VALLESINA – Crolli e persone evacuate anche in Vallesina. In corso il trasloco di una trentina di anziani dalla casa di Riposo Spontini nel cuore di Maiolati lesionata nell’ultimo piano. I vigili del fuoco stanno prelevando gli anziani allettati con l’autogru per poi trasferirli in ambulanza alla casa Paolo VI, alle porte del paese. Lesionate anche alcune case dove stamattina e’ stato tutto un volare di oggetti da scaffali, mensole e armadi. A Jesi si è aperto un foro sulla navata centrale della chiesa di San Giuseppe dove si sono aperte anche fessure nella struttura. La funzione religiosa si e’ svolta nel vicino teatro. Crolli di calcinacci anche a Monte San Vito dove il centro storico era ancora transennato per il sisma del 24 agosto. Danni alla chiesetta dei Caduti. Allestito punto di raccolta alla palestra. A Monsano crollata una parte del campanile sul tetto della palestra comunale. Nuovi danni anche a Cupramontana dove il sindaco Luigi Cerioni sta valutando di allestire un posto sicuro per la notte per i tanti cittadini che non vogliono tornare nelle loro case.

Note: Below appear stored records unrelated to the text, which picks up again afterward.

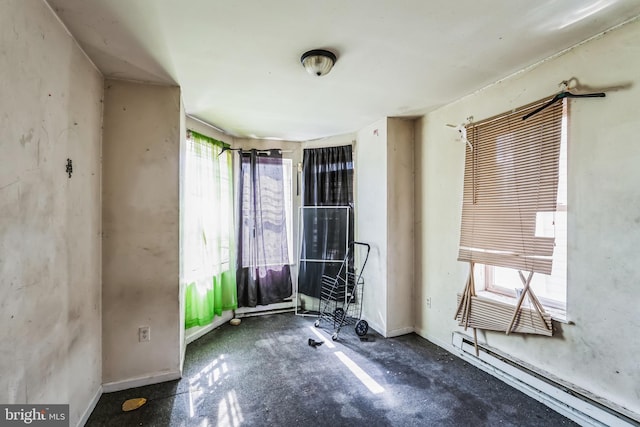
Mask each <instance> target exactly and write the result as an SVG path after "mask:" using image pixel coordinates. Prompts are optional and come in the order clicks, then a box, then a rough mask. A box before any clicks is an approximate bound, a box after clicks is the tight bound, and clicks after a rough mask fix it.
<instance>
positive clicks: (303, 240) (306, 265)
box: [298, 145, 354, 298]
mask: <svg viewBox="0 0 640 427" xmlns="http://www.w3.org/2000/svg"><path fill="white" fill-rule="evenodd" d="M352 153H353V150H352V146H351V145H344V146H341V147H327V148H314V149H305V150H304V152H303V163H302V182H303V186H302V199H303V200H302V202H303V205H304V206H349V207H350V209H349V213H348V229H349V231H348V241H349V242H352V241H353V228H354V219H353V154H352ZM318 213H319V215H318V216H317V217H316V218H314V220H313V227H311V228H309V227H307V226H305V230H304V235H303V238H302V242H301V247H300V251H301V258H303V259H304V258H315V259H317V258H321V259H333V260H337V261H342V259H343V258H344V256H345V253H344V249H345V240H344V239H345V232H346V231H345V230H344V228H346V227H345V226H346V225H347V224H344V222H343V221H341V220H338V216H339V215H340V213H339V212H334V211H327V210H318ZM339 268H340V263H339V262H337V263H315V262H301V263H300V266H299V271H298V292H299V293H302V294H305V295H309V296H312V297H316V298H319V297H320V287H321V280H322V276H323V275H327V276H331V277H335V275H336V274H337V273H338V270H339Z"/></svg>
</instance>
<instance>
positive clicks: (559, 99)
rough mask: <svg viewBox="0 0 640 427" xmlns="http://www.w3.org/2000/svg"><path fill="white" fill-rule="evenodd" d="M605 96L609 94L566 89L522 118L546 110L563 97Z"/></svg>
mask: <svg viewBox="0 0 640 427" xmlns="http://www.w3.org/2000/svg"><path fill="white" fill-rule="evenodd" d="M605 96H607V95H606V94H605V93H604V92H598V93H583V94H573V93H571V92H567V91H566V90H565V91H562V92H560V93H558V94H557V95H556V96H554V97H553V98H552V99H551V101H549V102H547V103H546V104H544V105H543V106H541V107H539V108H537V109H535V110H533V111H532V112H530V113H529V114H527V115H526V116H524V117H522V120H527V119H528V118H529V117H531V116H533V115H534V114H537V113H539V112H540V111H542V110H544V109H545V108H547V107H549V106H551V105H553V104H555V103H556V102H558V101H560V100H561V99H564V98H604V97H605Z"/></svg>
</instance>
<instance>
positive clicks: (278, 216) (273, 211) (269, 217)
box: [236, 150, 292, 307]
mask: <svg viewBox="0 0 640 427" xmlns="http://www.w3.org/2000/svg"><path fill="white" fill-rule="evenodd" d="M239 169H240V170H239V173H238V191H239V194H238V201H237V203H238V214H239V221H238V222H237V226H236V237H237V239H236V242H237V245H238V246H237V257H236V281H237V284H238V306H239V307H255V306H256V305H268V304H273V303H277V302H282V301H283V300H284V299H285V298H287V297H290V296H291V294H292V284H291V272H290V266H289V264H290V262H289V261H290V260H289V251H288V246H287V224H286V209H285V198H284V191H285V188H284V172H283V166H282V156H281V154H280V151H279V150H270V151H269V152H268V153H264V151H260V152H258V151H256V150H251V151H241V152H240V168H239Z"/></svg>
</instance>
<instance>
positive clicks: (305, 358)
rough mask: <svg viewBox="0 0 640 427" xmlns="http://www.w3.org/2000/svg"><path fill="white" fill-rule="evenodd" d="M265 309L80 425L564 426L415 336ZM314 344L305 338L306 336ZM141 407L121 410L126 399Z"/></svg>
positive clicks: (456, 357)
mask: <svg viewBox="0 0 640 427" xmlns="http://www.w3.org/2000/svg"><path fill="white" fill-rule="evenodd" d="M314 321H315V319H314V318H309V317H299V316H294V315H293V314H288V313H287V314H274V315H268V316H262V317H251V318H245V319H243V320H242V323H241V325H240V326H231V325H228V324H227V325H224V326H222V327H220V328H218V329H216V330H214V331H212V332H210V333H209V334H207V335H205V336H204V337H202V338H200V339H199V340H197V341H195V342H193V343H191V344H190V345H189V346H188V347H187V355H186V360H185V366H184V374H183V378H182V379H181V380H179V381H171V382H167V383H162V384H156V385H152V386H146V387H140V388H136V389H131V390H125V391H121V392H116V393H107V394H104V395H103V396H102V397H101V398H100V401H99V402H98V405H97V406H96V408H95V410H94V411H93V413H92V414H91V417H90V418H89V421H88V423H87V425H88V426H199V427H206V426H367V427H374V426H375V427H378V426H403V427H404V426H496V425H501V426H536V427H540V426H554V427H555V426H563V425H566V426H573V425H576V424H574V423H573V422H572V421H570V420H568V419H566V418H564V417H563V416H561V415H559V414H558V413H556V412H554V411H552V410H550V409H549V408H547V407H546V406H544V405H542V404H540V403H538V402H537V401H535V400H533V399H531V398H529V397H528V396H526V395H524V394H523V393H521V392H519V391H517V390H515V389H513V388H512V387H510V386H508V385H506V384H505V383H503V382H501V381H499V380H498V379H496V378H494V377H492V376H490V375H489V374H486V373H485V372H483V371H481V370H479V369H477V368H475V367H473V366H471V365H469V364H468V363H466V362H464V361H463V360H461V359H459V358H457V357H455V356H453V355H452V354H450V353H449V352H447V351H445V350H443V349H441V348H439V347H437V346H435V345H433V344H431V343H429V342H428V341H426V340H424V339H423V338H421V337H419V336H417V335H415V334H408V335H404V336H402V337H398V338H389V339H385V338H382V337H380V336H379V335H376V334H375V333H371V332H370V333H369V335H368V336H367V338H368V340H367V341H362V340H360V339H359V338H358V336H356V334H355V332H354V331H353V329H352V328H350V327H345V328H343V329H342V331H341V332H340V339H339V340H338V341H336V342H333V341H332V340H331V338H330V337H331V334H332V333H333V330H332V329H331V327H332V325H326V324H322V325H321V327H320V328H315V327H314V325H313V323H314ZM320 337H324V338H325V339H326V340H325V341H324V342H323V344H322V345H319V346H317V347H313V346H310V345H309V338H312V339H313V340H315V341H321V338H320ZM135 397H145V398H147V399H148V402H147V404H146V405H144V406H143V407H141V408H140V409H137V410H135V411H132V412H126V413H125V412H122V410H121V405H122V402H124V401H125V400H127V399H130V398H135Z"/></svg>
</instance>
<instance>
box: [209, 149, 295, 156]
mask: <svg viewBox="0 0 640 427" xmlns="http://www.w3.org/2000/svg"><path fill="white" fill-rule="evenodd" d="M225 151H240V152H242V151H245V150H244V149H243V148H230V147H222V151H220V154H222V153H224V152H225ZM246 151H251V150H246ZM272 151H279V152H280V154H282V153H293V150H282V149H280V148H273V149H268V150H257V149H256V153H258V154H269V153H271V152H272ZM220 154H218V156H220Z"/></svg>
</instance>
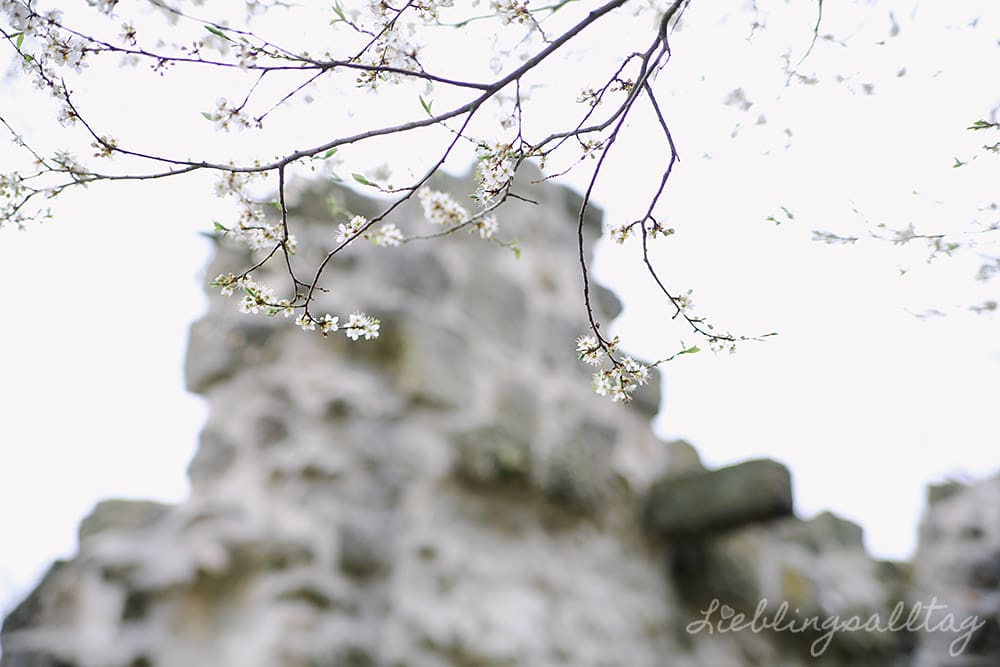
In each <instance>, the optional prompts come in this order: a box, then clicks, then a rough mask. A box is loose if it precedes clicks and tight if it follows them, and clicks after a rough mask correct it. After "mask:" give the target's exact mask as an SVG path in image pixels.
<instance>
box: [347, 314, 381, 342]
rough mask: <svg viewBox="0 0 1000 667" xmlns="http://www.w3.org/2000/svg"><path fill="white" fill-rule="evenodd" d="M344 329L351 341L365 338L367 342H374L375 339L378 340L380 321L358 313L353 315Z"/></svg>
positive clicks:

SENIGALLIA – Aperto il Centro Operativo Comunale, sono in corso le verifiche su edifici pubblici e scuole. Sospesa la messa delle 7,30: dopo la scossa il parroco ha invitato i fedeli ad uscire. Sono caduti pezzi d’intonaco all’interno. In via precauzionale, è stata disposta per domani la chiusura delle scuole

IL SISMOLOGO – Questo sisma ha un’intensità tale da interessare una zona che si estende almeno per 20-25 chilometri, ha detto il sismologo Alessandro Amato, dell’Istituto Nazionale di Geofisica e Vulcanologia (Ingv). “Interessa un’area ampia – ha aggiunto – localizzata tra quella che si è attivata con il sisma del 24 agosto e quella che si è attivata il 26 ottobre”. L’epicentro, come per le precedenti scosse, è stato registrato tra le Marche e l’Umbria: Norcia (Perugia), Preci (Perugia) e Castelsantangelo sul Nera (Macerata), a 10 km di profondità. Il terremoto ha un’intensità tale da interessare una zona che si estende almeno per 20-25 chilometri, ha detto il sismologo Alessandro Amato, dell’Istituto Nazionale di Geofisica e Vulcanologia (Ingv).